She turned fully when I stepped forward. Her eyes met mine—and this time, she didn't look away. Not right away. Not like a stranger.
"Hello," I said.
Her eyes landed on me, and I felt that some pulled—like a thread had been drawn tight between us.
"Can I help you?" she asked.
I nodded once, then hesitated. "I think so. I'm… Matthias Reiter. I've come from Berlin."
Her posture didn't change, but something behind her gaze shifted.
"I'm looking for someone named Clara Weiss."
She gave a small, cautious smile. "You've found her."
The silence that followed wasn't uncomfortable. It was expectant. Not empty, but full of something unspoken.
I stepped closer. "You don't know me," I said. "But I've seen your name before. I—"
I stopped. There was no way to explain without sounding mad.
"I've had dreams," I said instead.
She looked at me carefully. Not disturbed. Not intrigued. Just… listening.
"What kind of dreams?"
"Ones I didn't understand."
She blinked, caught off guard—but not confused. "Dreams can be strange," she said quietly. "Sometimes they feel more real than waking up."
We walked. Not far—just a slow loop around the outer edge of the orchard. The ground was soft beneath our steps. Dry leaves clung to the roots.
She spoke little. So did I. But there were moments—small, impossible moments—when she would look toward something before I did. When I would ask a question she had just begun to answer.
We stopped near a bench, half-eaten by moss. She dusted it with her sleeve and sat.
I remained standing.
"Do you come out here often?" I asked.
"When I can. The children aren't always easy."
"You work with the children here?"
"When I can," she said. "My father says it's good for the soul."
I paused. "He's a physician, isn't her?"
Her eyes narrowed—not in suspicion, but in recognition.
"Yes. You've done your research."
"Only a little. I heard his name in Berlin. Someone mentioned he'd moved here."
She tilted her head slightly. "You come all this way for that?"
"No," I said.
I didn't elaborate.
The wind shifted. A thread of pine needles fell between us.
"You said you dreamed," she said softly. "Did you see me?"
I hesitated. "Not clearly. Just… a presence. A name. Yours."
She was quiet a long time.
Then she said something that caught me off guard.
"I passed the old clock tower yesterday," she said. "It was chiming at the wrong hour. Made me feel like I'd forgotten something."
The breath left me.
I didn't know why—but it felt familiar. Like a fragment of something I'd once seen.

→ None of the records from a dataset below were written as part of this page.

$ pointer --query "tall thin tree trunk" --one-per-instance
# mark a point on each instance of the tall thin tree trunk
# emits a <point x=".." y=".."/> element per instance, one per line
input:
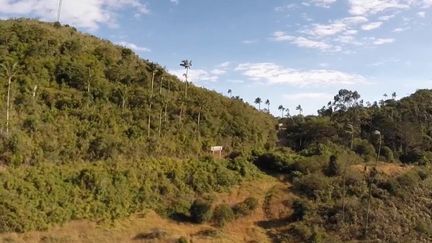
<point x="160" y="86"/>
<point x="160" y="122"/>
<point x="152" y="84"/>
<point x="187" y="73"/>
<point x="198" y="123"/>
<point x="8" y="105"/>
<point x="166" y="112"/>
<point x="149" y="121"/>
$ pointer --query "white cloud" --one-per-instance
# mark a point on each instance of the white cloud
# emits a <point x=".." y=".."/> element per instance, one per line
<point x="87" y="14"/>
<point x="202" y="75"/>
<point x="386" y="17"/>
<point x="301" y="41"/>
<point x="400" y="29"/>
<point x="382" y="41"/>
<point x="371" y="26"/>
<point x="370" y="7"/>
<point x="422" y="14"/>
<point x="323" y="3"/>
<point x="196" y="75"/>
<point x="308" y="96"/>
<point x="285" y="8"/>
<point x="248" y="42"/>
<point x="271" y="73"/>
<point x="133" y="46"/>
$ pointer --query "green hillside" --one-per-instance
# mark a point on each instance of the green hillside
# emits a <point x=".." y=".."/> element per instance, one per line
<point x="97" y="133"/>
<point x="77" y="97"/>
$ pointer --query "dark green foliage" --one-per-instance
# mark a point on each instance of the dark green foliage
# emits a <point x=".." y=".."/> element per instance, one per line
<point x="365" y="149"/>
<point x="387" y="154"/>
<point x="201" y="211"/>
<point x="92" y="103"/>
<point x="182" y="240"/>
<point x="300" y="210"/>
<point x="246" y="207"/>
<point x="223" y="214"/>
<point x="37" y="197"/>
<point x="333" y="168"/>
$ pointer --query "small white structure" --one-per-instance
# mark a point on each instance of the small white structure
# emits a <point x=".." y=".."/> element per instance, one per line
<point x="217" y="149"/>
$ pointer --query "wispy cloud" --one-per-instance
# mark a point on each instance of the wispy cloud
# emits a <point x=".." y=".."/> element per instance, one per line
<point x="271" y="73"/>
<point x="382" y="41"/>
<point x="307" y="96"/>
<point x="371" y="26"/>
<point x="89" y="14"/>
<point x="301" y="41"/>
<point x="323" y="3"/>
<point x="133" y="46"/>
<point x="202" y="75"/>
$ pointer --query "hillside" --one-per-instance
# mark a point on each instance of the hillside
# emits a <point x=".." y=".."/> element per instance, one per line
<point x="94" y="132"/>
<point x="77" y="97"/>
<point x="110" y="146"/>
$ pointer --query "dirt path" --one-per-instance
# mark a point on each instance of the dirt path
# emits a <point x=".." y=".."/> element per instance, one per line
<point x="149" y="227"/>
<point x="388" y="169"/>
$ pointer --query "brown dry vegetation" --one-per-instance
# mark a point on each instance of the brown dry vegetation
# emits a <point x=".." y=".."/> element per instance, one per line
<point x="270" y="193"/>
<point x="385" y="168"/>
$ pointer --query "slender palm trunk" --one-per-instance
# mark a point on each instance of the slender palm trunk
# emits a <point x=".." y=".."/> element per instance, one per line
<point x="160" y="86"/>
<point x="160" y="123"/>
<point x="8" y="105"/>
<point x="152" y="84"/>
<point x="187" y="73"/>
<point x="198" y="123"/>
<point x="149" y="121"/>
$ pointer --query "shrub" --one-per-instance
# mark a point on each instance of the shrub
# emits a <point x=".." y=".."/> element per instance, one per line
<point x="223" y="214"/>
<point x="364" y="149"/>
<point x="246" y="207"/>
<point x="311" y="185"/>
<point x="333" y="168"/>
<point x="200" y="211"/>
<point x="300" y="210"/>
<point x="182" y="240"/>
<point x="387" y="154"/>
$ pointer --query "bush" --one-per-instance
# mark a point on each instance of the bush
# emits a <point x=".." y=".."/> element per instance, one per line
<point x="223" y="214"/>
<point x="311" y="185"/>
<point x="364" y="149"/>
<point x="333" y="168"/>
<point x="387" y="153"/>
<point x="246" y="207"/>
<point x="300" y="210"/>
<point x="201" y="211"/>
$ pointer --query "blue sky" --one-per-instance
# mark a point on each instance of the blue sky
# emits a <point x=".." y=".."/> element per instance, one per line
<point x="290" y="52"/>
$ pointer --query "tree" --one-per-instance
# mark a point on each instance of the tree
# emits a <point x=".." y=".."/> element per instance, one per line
<point x="258" y="101"/>
<point x="282" y="109"/>
<point x="345" y="99"/>
<point x="268" y="105"/>
<point x="187" y="64"/>
<point x="9" y="73"/>
<point x="299" y="109"/>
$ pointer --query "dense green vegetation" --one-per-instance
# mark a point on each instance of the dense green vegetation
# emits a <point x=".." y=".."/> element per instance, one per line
<point x="78" y="98"/>
<point x="94" y="132"/>
<point x="338" y="201"/>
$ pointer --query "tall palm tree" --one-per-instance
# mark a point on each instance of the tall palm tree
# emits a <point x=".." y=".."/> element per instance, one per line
<point x="10" y="73"/>
<point x="299" y="109"/>
<point x="282" y="109"/>
<point x="258" y="101"/>
<point x="187" y="64"/>
<point x="268" y="105"/>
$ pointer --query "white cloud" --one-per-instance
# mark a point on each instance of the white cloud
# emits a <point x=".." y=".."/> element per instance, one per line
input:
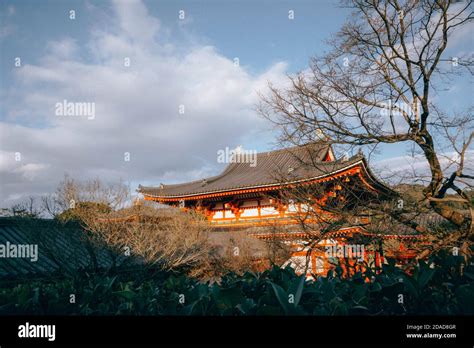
<point x="136" y="107"/>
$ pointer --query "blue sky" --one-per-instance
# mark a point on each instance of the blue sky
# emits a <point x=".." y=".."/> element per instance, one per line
<point x="174" y="62"/>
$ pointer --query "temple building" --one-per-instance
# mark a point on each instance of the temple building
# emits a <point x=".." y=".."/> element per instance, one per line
<point x="287" y="188"/>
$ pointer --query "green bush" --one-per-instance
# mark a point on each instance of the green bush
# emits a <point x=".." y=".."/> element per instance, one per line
<point x="446" y="288"/>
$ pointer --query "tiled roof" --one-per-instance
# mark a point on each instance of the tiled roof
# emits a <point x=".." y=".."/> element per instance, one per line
<point x="289" y="165"/>
<point x="61" y="247"/>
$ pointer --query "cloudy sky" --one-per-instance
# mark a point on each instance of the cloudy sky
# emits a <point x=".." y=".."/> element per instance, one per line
<point x="172" y="82"/>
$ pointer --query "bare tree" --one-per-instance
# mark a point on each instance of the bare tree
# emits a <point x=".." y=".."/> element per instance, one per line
<point x="375" y="86"/>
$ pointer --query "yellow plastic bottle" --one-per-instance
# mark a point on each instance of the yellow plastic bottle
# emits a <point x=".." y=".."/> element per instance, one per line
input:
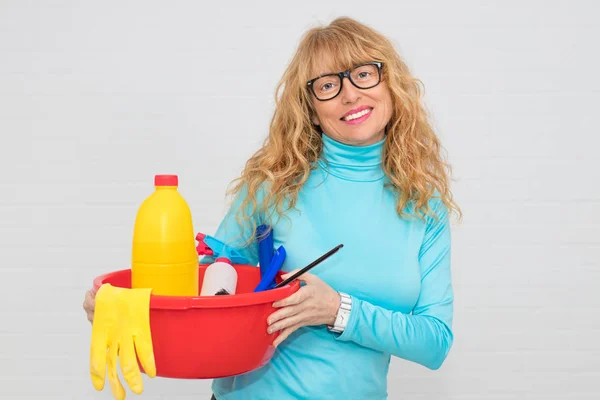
<point x="164" y="255"/>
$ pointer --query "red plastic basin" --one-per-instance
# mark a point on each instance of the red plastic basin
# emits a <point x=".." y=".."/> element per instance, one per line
<point x="206" y="337"/>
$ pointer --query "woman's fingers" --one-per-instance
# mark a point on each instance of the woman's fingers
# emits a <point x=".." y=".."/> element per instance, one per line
<point x="284" y="334"/>
<point x="296" y="298"/>
<point x="286" y="323"/>
<point x="285" y="312"/>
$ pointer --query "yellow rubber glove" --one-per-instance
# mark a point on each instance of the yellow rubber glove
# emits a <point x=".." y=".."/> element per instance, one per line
<point x="121" y="328"/>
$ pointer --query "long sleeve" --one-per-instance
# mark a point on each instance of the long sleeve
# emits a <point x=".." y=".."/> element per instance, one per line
<point x="424" y="336"/>
<point x="235" y="235"/>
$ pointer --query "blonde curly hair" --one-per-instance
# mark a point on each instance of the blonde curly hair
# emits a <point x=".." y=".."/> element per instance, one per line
<point x="412" y="162"/>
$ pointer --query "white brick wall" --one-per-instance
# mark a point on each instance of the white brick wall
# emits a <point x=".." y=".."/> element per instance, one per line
<point x="96" y="98"/>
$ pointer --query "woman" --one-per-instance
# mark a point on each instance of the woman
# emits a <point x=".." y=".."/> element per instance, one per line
<point x="350" y="158"/>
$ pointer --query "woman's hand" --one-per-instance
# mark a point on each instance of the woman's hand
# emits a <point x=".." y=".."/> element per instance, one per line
<point x="315" y="303"/>
<point x="89" y="304"/>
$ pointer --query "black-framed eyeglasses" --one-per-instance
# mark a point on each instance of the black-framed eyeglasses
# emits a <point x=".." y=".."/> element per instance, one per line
<point x="363" y="76"/>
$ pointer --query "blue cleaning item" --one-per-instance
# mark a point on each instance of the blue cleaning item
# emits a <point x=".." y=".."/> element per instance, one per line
<point x="210" y="246"/>
<point x="265" y="247"/>
<point x="269" y="277"/>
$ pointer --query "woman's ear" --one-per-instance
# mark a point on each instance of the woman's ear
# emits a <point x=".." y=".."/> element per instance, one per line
<point x="315" y="119"/>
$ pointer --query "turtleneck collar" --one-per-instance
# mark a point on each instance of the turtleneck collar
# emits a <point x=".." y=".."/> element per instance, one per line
<point x="355" y="163"/>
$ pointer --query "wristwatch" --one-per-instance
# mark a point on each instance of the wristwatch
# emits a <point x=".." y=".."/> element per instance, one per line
<point x="343" y="314"/>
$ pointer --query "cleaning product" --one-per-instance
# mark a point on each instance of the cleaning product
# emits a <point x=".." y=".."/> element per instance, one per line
<point x="268" y="279"/>
<point x="164" y="256"/>
<point x="220" y="278"/>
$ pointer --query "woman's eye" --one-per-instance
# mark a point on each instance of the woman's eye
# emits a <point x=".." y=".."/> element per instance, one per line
<point x="327" y="86"/>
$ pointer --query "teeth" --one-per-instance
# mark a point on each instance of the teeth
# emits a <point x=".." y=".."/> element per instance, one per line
<point x="357" y="115"/>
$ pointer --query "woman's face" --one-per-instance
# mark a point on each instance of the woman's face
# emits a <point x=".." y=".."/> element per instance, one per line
<point x="355" y="116"/>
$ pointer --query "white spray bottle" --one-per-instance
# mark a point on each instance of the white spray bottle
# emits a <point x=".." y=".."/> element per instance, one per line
<point x="219" y="278"/>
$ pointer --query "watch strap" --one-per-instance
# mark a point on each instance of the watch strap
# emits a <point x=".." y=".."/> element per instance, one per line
<point x="343" y="314"/>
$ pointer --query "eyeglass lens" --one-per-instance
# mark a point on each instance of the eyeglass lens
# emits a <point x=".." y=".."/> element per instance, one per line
<point x="363" y="77"/>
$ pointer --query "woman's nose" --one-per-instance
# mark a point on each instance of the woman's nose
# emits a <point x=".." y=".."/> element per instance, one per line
<point x="350" y="93"/>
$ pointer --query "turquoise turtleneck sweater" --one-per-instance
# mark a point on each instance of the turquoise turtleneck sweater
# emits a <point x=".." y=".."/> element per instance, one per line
<point x="396" y="270"/>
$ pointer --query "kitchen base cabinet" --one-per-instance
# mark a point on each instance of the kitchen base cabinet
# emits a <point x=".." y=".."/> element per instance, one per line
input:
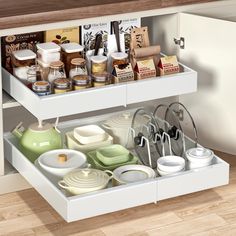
<point x="202" y="50"/>
<point x="73" y="208"/>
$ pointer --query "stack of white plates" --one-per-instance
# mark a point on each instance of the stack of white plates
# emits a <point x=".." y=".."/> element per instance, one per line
<point x="199" y="157"/>
<point x="170" y="165"/>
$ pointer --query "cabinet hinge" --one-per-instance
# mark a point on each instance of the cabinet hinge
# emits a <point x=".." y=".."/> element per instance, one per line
<point x="180" y="42"/>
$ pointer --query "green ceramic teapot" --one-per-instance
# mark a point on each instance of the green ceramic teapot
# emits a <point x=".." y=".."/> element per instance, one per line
<point x="37" y="139"/>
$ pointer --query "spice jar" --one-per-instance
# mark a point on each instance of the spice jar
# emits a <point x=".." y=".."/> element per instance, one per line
<point x="78" y="67"/>
<point x="61" y="85"/>
<point x="41" y="88"/>
<point x="48" y="52"/>
<point x="56" y="70"/>
<point x="101" y="79"/>
<point x="98" y="64"/>
<point x="34" y="74"/>
<point x="21" y="61"/>
<point x="119" y="58"/>
<point x="81" y="82"/>
<point x="69" y="52"/>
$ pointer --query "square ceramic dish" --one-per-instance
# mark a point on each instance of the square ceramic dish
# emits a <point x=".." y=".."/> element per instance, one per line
<point x="72" y="143"/>
<point x="113" y="154"/>
<point x="89" y="134"/>
<point x="95" y="163"/>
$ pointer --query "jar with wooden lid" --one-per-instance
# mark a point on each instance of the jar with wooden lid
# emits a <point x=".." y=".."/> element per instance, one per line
<point x="78" y="67"/>
<point x="61" y="85"/>
<point x="21" y="61"/>
<point x="41" y="88"/>
<point x="69" y="52"/>
<point x="98" y="64"/>
<point x="81" y="82"/>
<point x="56" y="70"/>
<point x="99" y="80"/>
<point x="119" y="58"/>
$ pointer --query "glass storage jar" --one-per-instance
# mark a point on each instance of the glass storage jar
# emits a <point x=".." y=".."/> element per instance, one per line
<point x="61" y="85"/>
<point x="98" y="64"/>
<point x="21" y="61"/>
<point x="69" y="52"/>
<point x="101" y="79"/>
<point x="48" y="52"/>
<point x="34" y="74"/>
<point x="119" y="58"/>
<point x="41" y="88"/>
<point x="78" y="67"/>
<point x="56" y="70"/>
<point x="81" y="82"/>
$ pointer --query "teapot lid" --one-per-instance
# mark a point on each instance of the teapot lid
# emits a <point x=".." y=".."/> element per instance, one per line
<point x="40" y="128"/>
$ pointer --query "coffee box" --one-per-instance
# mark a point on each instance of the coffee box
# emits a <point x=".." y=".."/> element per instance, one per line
<point x="168" y="65"/>
<point x="17" y="42"/>
<point x="66" y="35"/>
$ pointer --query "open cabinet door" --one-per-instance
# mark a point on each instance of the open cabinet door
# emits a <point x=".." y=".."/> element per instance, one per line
<point x="210" y="49"/>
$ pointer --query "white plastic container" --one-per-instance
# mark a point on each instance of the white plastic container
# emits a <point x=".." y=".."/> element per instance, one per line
<point x="22" y="60"/>
<point x="48" y="52"/>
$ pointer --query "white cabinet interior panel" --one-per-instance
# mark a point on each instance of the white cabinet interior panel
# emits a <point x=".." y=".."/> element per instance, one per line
<point x="210" y="50"/>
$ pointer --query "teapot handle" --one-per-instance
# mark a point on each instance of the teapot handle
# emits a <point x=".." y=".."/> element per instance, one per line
<point x="63" y="185"/>
<point x="56" y="124"/>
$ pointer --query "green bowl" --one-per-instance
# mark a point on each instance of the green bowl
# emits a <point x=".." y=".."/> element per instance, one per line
<point x="112" y="154"/>
<point x="97" y="164"/>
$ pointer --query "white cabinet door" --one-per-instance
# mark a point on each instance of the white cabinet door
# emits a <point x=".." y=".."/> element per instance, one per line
<point x="210" y="49"/>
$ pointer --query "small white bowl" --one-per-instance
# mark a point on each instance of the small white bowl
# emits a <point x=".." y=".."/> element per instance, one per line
<point x="50" y="163"/>
<point x="163" y="173"/>
<point x="199" y="155"/>
<point x="170" y="164"/>
<point x="89" y="134"/>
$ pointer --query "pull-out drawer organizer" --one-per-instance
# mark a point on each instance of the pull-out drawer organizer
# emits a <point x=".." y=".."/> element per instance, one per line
<point x="73" y="208"/>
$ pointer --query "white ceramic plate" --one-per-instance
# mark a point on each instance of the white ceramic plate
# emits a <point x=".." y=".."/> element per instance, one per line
<point x="49" y="161"/>
<point x="133" y="173"/>
<point x="89" y="134"/>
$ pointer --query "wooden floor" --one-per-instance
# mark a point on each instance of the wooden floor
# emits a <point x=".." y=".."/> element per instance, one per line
<point x="211" y="212"/>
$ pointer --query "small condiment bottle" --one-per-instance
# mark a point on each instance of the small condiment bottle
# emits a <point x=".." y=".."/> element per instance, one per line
<point x="69" y="52"/>
<point x="56" y="70"/>
<point x="98" y="64"/>
<point x="48" y="52"/>
<point x="61" y="85"/>
<point x="81" y="82"/>
<point x="21" y="61"/>
<point x="41" y="88"/>
<point x="100" y="79"/>
<point x="78" y="67"/>
<point x="119" y="58"/>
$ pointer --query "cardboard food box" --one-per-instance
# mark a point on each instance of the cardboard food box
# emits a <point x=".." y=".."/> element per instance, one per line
<point x="123" y="73"/>
<point x="66" y="35"/>
<point x="17" y="42"/>
<point x="125" y="27"/>
<point x="168" y="65"/>
<point x="145" y="69"/>
<point x="89" y="32"/>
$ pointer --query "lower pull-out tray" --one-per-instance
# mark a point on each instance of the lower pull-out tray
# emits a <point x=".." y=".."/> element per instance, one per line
<point x="73" y="208"/>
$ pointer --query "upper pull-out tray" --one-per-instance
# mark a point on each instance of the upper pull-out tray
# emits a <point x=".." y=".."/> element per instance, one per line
<point x="73" y="208"/>
<point x="57" y="105"/>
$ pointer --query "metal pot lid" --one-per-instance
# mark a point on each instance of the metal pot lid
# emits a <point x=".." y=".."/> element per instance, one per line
<point x="187" y="122"/>
<point x="145" y="127"/>
<point x="87" y="178"/>
<point x="199" y="152"/>
<point x="62" y="159"/>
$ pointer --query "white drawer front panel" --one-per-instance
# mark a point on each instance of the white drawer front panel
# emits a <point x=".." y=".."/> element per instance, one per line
<point x="193" y="180"/>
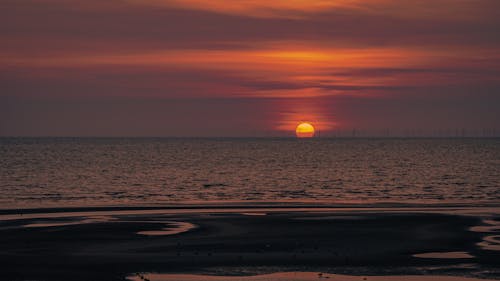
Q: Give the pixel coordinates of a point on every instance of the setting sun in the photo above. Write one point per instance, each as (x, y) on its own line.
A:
(304, 130)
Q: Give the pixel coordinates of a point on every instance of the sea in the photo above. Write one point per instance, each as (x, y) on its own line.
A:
(83, 172)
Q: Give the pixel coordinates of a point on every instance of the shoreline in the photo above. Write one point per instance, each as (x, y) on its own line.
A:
(248, 205)
(371, 241)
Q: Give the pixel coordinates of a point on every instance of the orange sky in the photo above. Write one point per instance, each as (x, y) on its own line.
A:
(290, 61)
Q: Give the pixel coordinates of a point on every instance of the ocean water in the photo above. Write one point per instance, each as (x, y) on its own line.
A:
(62, 172)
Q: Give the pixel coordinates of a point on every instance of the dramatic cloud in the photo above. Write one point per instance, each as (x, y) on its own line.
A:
(290, 61)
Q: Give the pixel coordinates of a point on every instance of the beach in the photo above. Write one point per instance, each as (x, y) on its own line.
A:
(121, 243)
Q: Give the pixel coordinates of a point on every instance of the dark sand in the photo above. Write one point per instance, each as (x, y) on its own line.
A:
(113, 246)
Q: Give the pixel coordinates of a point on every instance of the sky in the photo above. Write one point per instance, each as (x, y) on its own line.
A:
(213, 68)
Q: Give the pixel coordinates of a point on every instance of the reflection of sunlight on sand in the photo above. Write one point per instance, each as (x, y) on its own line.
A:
(490, 242)
(293, 276)
(84, 220)
(254, 214)
(173, 227)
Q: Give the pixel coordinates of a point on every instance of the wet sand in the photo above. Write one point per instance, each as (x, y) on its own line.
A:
(239, 242)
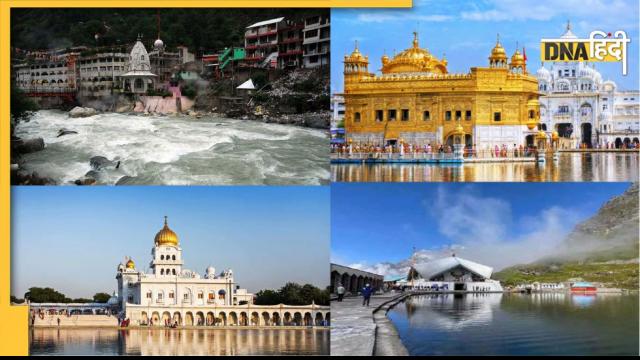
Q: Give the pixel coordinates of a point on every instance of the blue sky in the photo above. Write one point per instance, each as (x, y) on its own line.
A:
(73, 238)
(496, 224)
(466, 31)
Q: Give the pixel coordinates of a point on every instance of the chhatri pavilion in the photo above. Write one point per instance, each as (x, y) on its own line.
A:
(416, 100)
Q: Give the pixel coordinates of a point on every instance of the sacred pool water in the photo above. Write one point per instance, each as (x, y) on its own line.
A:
(569, 167)
(518, 324)
(52, 341)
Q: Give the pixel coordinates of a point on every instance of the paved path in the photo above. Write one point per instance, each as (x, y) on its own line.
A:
(353, 330)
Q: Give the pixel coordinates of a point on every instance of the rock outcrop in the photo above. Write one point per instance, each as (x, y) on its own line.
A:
(80, 111)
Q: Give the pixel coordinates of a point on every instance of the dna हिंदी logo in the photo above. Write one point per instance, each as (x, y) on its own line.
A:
(599, 47)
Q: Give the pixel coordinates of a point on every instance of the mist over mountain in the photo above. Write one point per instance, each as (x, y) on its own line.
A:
(606, 243)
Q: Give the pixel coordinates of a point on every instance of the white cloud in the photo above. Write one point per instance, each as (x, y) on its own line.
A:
(481, 228)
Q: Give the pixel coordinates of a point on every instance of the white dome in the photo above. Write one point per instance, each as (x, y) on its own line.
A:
(113, 300)
(211, 272)
(139, 58)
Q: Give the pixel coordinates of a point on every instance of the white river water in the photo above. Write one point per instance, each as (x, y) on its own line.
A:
(176, 150)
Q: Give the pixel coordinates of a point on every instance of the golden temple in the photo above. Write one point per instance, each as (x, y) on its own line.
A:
(416, 100)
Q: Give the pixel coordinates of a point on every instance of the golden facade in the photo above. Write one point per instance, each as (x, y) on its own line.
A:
(416, 100)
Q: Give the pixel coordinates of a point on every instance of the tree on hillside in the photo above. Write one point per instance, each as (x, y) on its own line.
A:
(45, 295)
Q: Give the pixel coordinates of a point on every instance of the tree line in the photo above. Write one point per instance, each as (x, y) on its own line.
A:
(293, 294)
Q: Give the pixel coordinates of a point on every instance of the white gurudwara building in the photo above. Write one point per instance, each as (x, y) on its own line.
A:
(583, 108)
(452, 274)
(172, 295)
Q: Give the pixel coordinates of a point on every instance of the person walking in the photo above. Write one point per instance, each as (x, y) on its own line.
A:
(367, 291)
(340, 290)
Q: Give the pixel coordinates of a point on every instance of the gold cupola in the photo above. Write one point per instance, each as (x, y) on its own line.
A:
(518, 63)
(498, 56)
(130, 264)
(166, 236)
(414, 60)
(356, 65)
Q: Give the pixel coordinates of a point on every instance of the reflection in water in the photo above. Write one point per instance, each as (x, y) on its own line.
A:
(179, 342)
(518, 324)
(570, 167)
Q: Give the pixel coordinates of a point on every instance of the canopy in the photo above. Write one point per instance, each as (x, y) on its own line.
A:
(247, 85)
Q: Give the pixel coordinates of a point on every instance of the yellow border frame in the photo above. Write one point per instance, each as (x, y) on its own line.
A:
(14, 320)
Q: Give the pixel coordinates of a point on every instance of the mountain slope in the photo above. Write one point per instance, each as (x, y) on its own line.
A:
(602, 249)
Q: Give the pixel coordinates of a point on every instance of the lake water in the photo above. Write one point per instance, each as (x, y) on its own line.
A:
(176, 150)
(518, 324)
(569, 168)
(179, 342)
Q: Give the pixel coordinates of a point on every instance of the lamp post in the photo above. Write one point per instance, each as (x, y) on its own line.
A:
(458, 142)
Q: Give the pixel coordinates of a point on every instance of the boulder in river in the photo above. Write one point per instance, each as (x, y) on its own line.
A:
(80, 111)
(100, 162)
(63, 132)
(30, 145)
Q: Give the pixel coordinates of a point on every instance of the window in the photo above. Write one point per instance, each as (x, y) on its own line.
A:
(379, 115)
(405, 114)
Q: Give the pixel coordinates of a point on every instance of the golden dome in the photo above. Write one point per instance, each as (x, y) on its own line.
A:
(166, 236)
(498, 53)
(414, 59)
(356, 56)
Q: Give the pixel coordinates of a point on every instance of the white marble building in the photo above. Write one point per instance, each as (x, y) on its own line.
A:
(452, 274)
(585, 109)
(169, 294)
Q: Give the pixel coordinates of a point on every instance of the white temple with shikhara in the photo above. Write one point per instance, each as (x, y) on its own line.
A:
(139, 78)
(452, 274)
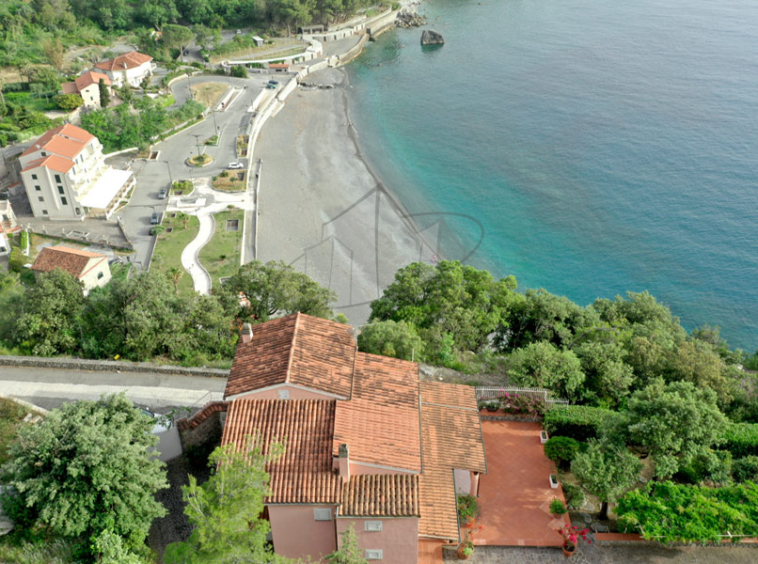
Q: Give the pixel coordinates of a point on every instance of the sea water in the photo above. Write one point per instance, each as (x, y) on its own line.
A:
(589, 147)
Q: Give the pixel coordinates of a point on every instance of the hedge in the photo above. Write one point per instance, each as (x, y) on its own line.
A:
(577, 421)
(741, 439)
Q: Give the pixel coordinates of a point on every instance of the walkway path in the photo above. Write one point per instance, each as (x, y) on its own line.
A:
(50, 387)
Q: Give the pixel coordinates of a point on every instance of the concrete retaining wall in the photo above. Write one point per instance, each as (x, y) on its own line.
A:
(109, 366)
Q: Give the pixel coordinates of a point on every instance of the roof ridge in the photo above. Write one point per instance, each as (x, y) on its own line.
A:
(287, 374)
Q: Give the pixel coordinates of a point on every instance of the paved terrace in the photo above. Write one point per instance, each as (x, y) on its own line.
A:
(515, 494)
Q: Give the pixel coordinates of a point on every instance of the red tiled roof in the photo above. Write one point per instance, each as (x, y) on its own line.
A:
(381, 421)
(71, 260)
(53, 162)
(303, 474)
(298, 349)
(130, 60)
(452, 438)
(381, 495)
(91, 78)
(66, 140)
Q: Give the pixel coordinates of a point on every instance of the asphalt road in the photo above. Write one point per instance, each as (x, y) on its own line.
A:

"Does that happen often?" I asked.
"No," she said. "Just once." She gave a faint smile. "It was probably nothing."
We sat there in silence for another minute. Then she stood.
"I should go," she said. "But I'll be here tomorrow, if the weather holds."
I nodded.
She left without another word.
***
That night, I opened my journal.
The page where I had written to her still held the same line:
What do you remember?
The ink had faded slightly since I first wrote it, as if time itself had tried to erase the question. But it remained unanswered. Or so I thought.
I sat with the book open, unmoving, as the candle on the desk trembled under its own flame. The stillness of the room felt too deliberate—like something was holding its breath.
I thought about the bench. The moss. The way Clara had looked at me when I said her name. No surprise. No curiosity. Just… recognition that neither of us could explain.
The candle hissed. A drop of wax slid down the side.
I dipped the pen and touched it to the page.
You looked at me like you remembered.
The words felt strange as I wrote them. Not an accusation. Not a statement.
Just proof that something had passed between us.
Something that didn't belong to this life.